Dr. Karen Davis postulates "[c]an one regard a fellow creature as a property item, an investment, a piece of meat, an `it,' without degenerating into cruelty and dishonesty towards that creature? Human slavery was brutal. Does anyone really believe that nonhuman slavery operates on a higher plane?"

The first portion of this very important book beckons the reader to view chickens as more than mere food, more than simply an aspect of agribusiness, but rather sentient beings capable of a wide range of emotions not too different from our own. Davis accomplishes this by incorporating various personal stories and anecdotes regarding her own chickens, as well as quotations from other chicken owners and those who have visited slaughter houses and hatcheries first hand.

After making this key point, the reader is treated to the appallingly repulsive goings-on at hatcheries and slaughter houses, as well as other malevolent profanities we humans put chickens through so we can continue to eat "well." Davis describes in excruciating, brutally honest detail the horrid environment in which chickens (particularly egg-laying) spend their lives, in their entirety.
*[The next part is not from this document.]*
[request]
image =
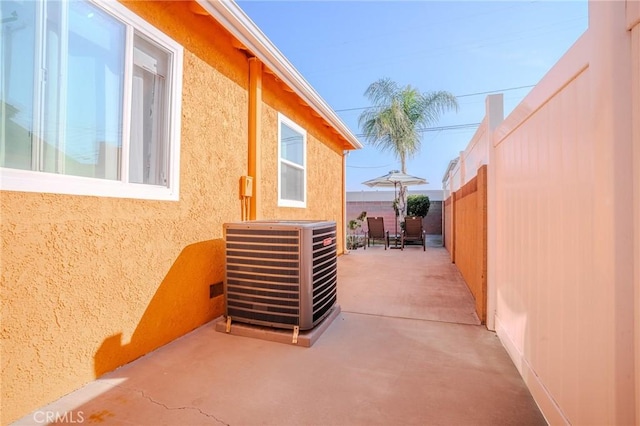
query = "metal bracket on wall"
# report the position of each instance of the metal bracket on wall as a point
(296, 330)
This lack of a proper, more naturalized, environment leads to disease and malnutrition in these chickens, as well as "cannibalistic" behavior (in actuality a manifestation of their natural pecking instinct), which in turn lead to hideous vaccination and de-beaking processes. Furthermore, the actual process of slaughter is described in meticulous detail, including electrocution, gassing, and neck-slicing (all of which most chickens are still alive for). In addition, it isn't exactly news that broiler chickens are being genetically "engineered" to have larger breasts in order to enlarge profits, and that these chickens frequently suffer ill effects such as broken legs and orthopedic disorders.

If the atrocities that chickens experience aren't enough to spur the reader into disgusted amazement, Davis points out ill effects for humans as well. For example, uric acid from the fecal matter abundant in the close confines of egg-laying hens releases ammonia into the atmosphere, which has been shown to absorb into the eggs slated for human consumption. Not to mention the illnesses and diseases running rampant in chickens that still find their way onto dinner tables across the globe. Is ignorance really bliss, or would you prefer to be enlightened as to what exactly goes into the chicken contents of canned soup, school lunches, pet food, and chicken nuggets?
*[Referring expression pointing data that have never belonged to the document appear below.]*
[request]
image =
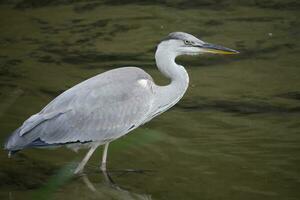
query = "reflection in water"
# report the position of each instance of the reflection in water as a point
(111, 188)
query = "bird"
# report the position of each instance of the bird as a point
(111, 104)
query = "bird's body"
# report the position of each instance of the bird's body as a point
(109, 105)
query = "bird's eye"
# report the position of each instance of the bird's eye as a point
(187, 42)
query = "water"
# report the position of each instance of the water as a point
(234, 135)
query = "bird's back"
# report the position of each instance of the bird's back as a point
(101, 108)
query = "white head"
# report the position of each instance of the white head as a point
(180, 43)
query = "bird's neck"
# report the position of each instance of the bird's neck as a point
(165, 61)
By the end of this book, Davis is stating that vegetarianism, or more specifically veganism, is the answer to the aforementioned problems. Though that may seem extreme for most people, Davis does make a thorough and well-researched argument.

Though most of this information is somewhat dated (most data coming from 1995), the issue is no less pertinent. I would, however, be curious to see more recent data. This is a book everyone should read before their next flesh-devouring feast. Indeed, non-human slavery should not operate on a higher plane, and it would seem that there are those who need to be reminded of this.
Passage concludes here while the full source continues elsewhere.